= Lui Pao Chuen =

Singaporean military scientist

Lui Pao Chuen is a Singaporean professor and former chief defence scientist who is presently the President at the Singapore Institute of Purchasing and Materials Management (SIPMM) and has had roles as Chairman of the Advisory Board of the Singapore Space and Technology Association (SSTA); Advisor at the Ministry of National Development (MND); Senate Member at the Management Development Institute of Singapore (MDIS); Founding Board of Trustees Member of the Singapore University Technology and Design (SUTD) and Advisor of the National Research Foundation at the Prime Minister's Office (Singapore).

== Radio and Space Research Station ==
In 1965 Chuen was appointed scientific officer in the Radio and Space Research Station in Singapore.
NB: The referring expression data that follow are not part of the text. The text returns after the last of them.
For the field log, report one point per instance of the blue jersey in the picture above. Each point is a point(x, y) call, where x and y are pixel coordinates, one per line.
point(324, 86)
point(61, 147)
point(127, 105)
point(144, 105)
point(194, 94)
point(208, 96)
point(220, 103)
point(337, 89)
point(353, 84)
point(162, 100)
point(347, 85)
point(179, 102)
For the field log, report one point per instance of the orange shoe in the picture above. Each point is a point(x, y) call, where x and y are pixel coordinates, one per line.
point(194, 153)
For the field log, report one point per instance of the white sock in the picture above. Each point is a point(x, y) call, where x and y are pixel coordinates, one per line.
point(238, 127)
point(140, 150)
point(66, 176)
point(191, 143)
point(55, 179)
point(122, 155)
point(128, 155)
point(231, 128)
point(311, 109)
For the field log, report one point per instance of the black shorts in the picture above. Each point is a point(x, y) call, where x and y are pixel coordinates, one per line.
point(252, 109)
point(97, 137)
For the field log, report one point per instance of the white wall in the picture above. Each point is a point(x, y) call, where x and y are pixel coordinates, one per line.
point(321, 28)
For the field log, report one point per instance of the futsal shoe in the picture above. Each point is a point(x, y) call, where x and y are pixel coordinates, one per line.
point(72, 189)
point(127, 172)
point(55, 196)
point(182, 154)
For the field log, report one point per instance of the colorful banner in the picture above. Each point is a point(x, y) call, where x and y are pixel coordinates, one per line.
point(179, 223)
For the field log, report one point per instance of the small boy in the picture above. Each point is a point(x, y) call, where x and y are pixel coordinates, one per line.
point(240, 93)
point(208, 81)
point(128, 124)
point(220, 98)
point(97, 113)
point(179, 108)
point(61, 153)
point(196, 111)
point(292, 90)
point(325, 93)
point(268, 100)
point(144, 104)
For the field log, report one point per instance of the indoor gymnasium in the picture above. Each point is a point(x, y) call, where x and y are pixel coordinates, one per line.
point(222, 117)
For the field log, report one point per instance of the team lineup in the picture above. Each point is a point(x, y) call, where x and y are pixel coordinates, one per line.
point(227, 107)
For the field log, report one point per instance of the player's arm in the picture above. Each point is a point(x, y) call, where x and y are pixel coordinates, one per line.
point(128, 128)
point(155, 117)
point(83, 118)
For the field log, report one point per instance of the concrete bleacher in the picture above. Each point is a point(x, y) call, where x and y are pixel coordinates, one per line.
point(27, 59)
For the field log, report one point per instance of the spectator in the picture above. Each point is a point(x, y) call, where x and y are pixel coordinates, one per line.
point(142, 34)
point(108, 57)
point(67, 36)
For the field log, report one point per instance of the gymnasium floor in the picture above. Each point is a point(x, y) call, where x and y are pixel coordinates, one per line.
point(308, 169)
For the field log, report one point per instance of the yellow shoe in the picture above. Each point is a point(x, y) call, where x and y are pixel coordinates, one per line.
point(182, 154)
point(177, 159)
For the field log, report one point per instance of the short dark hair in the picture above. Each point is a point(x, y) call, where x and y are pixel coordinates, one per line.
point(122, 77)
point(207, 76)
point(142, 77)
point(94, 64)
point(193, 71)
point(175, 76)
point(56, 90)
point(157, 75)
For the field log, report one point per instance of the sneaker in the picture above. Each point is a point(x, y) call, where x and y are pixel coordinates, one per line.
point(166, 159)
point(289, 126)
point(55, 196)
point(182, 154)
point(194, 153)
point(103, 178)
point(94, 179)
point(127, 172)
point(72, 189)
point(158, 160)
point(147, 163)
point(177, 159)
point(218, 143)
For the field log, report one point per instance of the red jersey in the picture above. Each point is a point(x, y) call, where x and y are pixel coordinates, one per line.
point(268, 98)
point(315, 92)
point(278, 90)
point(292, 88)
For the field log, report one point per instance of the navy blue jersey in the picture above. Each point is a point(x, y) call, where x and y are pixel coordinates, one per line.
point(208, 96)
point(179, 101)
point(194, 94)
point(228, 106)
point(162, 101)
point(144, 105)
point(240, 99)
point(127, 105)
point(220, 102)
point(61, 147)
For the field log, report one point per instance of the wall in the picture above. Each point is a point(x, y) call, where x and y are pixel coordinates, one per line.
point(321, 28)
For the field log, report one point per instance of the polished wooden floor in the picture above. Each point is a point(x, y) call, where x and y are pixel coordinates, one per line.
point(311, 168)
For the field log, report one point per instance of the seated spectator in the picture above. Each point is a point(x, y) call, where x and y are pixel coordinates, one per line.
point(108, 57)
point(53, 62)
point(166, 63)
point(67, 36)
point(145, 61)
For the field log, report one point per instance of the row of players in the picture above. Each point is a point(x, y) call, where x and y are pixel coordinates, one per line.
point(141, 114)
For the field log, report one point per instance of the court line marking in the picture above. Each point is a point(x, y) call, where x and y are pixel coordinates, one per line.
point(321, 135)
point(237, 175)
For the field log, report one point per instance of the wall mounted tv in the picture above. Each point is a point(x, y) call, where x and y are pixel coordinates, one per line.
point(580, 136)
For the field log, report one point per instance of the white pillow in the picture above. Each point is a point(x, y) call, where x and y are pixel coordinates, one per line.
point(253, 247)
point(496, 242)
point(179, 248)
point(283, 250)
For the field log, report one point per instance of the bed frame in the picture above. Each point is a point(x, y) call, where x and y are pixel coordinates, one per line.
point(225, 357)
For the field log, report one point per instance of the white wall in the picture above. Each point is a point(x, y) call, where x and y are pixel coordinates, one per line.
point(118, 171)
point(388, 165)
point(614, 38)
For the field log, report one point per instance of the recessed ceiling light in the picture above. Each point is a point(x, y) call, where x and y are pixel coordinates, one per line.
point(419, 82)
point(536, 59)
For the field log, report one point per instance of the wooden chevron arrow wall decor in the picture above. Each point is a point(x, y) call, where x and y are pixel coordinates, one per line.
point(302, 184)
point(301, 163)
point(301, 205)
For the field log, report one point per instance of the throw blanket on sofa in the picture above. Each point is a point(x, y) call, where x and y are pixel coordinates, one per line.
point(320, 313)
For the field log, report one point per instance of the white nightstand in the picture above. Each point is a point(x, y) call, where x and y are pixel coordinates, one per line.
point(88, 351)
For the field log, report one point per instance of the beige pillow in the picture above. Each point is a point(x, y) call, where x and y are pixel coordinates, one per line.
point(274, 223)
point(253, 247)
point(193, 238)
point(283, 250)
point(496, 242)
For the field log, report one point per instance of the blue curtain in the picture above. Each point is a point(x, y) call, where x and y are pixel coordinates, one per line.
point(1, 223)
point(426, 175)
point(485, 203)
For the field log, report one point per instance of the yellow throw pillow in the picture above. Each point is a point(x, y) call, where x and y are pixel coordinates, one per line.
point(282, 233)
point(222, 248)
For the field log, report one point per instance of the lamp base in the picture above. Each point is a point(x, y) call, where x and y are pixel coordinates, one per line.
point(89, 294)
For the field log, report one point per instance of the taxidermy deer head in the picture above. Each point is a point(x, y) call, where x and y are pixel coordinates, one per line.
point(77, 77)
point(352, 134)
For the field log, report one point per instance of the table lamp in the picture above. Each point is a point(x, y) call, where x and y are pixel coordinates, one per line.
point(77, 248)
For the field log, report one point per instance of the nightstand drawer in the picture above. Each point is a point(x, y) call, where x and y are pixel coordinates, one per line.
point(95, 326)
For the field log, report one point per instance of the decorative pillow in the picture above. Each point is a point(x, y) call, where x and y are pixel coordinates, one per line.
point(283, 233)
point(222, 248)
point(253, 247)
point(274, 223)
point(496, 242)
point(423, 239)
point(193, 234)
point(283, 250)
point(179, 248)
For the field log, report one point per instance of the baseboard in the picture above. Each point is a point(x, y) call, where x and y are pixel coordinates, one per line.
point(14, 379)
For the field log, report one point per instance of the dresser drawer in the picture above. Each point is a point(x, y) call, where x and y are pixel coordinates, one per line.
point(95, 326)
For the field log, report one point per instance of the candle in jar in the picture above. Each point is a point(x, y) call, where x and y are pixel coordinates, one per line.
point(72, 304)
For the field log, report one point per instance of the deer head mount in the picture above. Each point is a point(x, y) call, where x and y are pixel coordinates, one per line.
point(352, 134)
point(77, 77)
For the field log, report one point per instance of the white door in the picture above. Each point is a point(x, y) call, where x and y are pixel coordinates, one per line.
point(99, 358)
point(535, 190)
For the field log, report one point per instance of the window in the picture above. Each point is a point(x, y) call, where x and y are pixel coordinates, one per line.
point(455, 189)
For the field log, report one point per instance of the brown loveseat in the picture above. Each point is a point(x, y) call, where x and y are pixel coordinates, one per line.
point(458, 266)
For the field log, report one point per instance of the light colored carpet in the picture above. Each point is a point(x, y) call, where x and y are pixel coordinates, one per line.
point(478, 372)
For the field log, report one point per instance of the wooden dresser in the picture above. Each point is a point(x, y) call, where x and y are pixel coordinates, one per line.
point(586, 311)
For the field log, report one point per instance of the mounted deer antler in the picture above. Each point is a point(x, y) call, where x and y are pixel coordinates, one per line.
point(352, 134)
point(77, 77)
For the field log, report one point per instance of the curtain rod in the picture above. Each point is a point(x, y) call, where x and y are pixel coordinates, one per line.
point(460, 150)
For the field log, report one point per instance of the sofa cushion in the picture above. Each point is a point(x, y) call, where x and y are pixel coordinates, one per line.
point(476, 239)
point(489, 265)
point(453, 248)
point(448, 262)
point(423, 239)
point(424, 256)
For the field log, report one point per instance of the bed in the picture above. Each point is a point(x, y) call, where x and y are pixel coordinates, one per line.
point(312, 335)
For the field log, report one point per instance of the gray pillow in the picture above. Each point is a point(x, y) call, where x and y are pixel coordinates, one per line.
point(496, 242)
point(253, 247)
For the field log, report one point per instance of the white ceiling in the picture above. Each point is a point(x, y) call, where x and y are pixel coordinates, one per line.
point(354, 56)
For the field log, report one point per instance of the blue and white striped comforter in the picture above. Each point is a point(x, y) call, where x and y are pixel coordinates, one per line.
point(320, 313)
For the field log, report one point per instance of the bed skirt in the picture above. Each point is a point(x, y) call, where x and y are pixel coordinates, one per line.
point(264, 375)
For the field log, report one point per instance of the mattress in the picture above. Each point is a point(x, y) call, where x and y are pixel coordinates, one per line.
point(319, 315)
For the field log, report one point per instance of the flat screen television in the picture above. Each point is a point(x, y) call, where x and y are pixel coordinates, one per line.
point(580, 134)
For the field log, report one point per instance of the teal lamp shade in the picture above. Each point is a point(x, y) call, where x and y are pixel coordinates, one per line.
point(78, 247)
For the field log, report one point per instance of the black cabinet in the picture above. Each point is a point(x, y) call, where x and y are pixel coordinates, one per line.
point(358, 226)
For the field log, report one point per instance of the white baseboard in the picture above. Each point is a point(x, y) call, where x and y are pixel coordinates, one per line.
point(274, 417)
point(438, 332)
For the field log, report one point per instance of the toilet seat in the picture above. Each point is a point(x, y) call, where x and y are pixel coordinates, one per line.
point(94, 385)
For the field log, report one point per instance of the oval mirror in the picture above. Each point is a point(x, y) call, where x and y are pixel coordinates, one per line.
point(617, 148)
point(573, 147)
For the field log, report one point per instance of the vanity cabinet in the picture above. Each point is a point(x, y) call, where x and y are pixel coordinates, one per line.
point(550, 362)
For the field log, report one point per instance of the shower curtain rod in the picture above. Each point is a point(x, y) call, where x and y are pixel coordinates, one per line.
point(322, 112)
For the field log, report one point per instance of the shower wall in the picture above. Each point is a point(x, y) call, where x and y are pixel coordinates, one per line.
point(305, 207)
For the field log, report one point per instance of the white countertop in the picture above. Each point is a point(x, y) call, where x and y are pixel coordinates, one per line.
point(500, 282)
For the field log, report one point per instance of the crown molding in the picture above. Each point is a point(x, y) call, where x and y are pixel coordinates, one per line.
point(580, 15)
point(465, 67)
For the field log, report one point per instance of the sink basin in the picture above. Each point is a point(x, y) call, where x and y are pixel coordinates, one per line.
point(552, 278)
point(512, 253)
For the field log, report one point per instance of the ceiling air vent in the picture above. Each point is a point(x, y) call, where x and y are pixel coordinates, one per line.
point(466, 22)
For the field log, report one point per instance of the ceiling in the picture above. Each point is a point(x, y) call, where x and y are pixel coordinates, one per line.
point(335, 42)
The following year he was promoted to the Logistics Division to work as Officer-in-Charge of the Test and Evaluation Section.  Ten years after his first appointment he became Special Projects Director.

== MINDEF ==
Chuen worked at the Ministry of Defence (MINDEF) for more than four decades.  During this time he played a pivotal role in establishing the groundwork for Singapore's defense capacities within the army.

== Awards and recognition ==
- 1975: SAF Good Service Medal
- 1979: The Public Administration Silver Medal (Silver)
- 1986: Chief Defence Scientist (first time appointee)
- 1992: The Public Administration Gold Medal
- 1997: Long Service Award for three decades service in Singapore
- 2002: Distinguished Alumni Award from the US Naval Postgraduate School
- 2002: National Science and Technology Medal
- 2002: Inducted into Naval Postgraduate School Hall of Fame
- 2005: NUS Distinguished Science Alumni Award and Outstanding Service Award
- 2007: NUS University Outstanding Service Award
- 2008: Elected Honorary Fellow by the Institution of Engineers, Singapore
- 2011: IPS President Medal
- 2014: Institution of Engineers Singapore's Lifetime Engineering Achievements Award
- 2015: Inaugural Defence Technology Medal (Outstanding Service) from the Defence Minister
- 2025: Darjah Utama Bakti Cemerlang

== Education ==
Chuen has a BSc (Hons) in Physics from Singapore University, an MA in Operations Research and Systems Analysis. He was awarded a Postgraduate fellowship from MINDEF and from the Singapore National Academy of Science in 2011.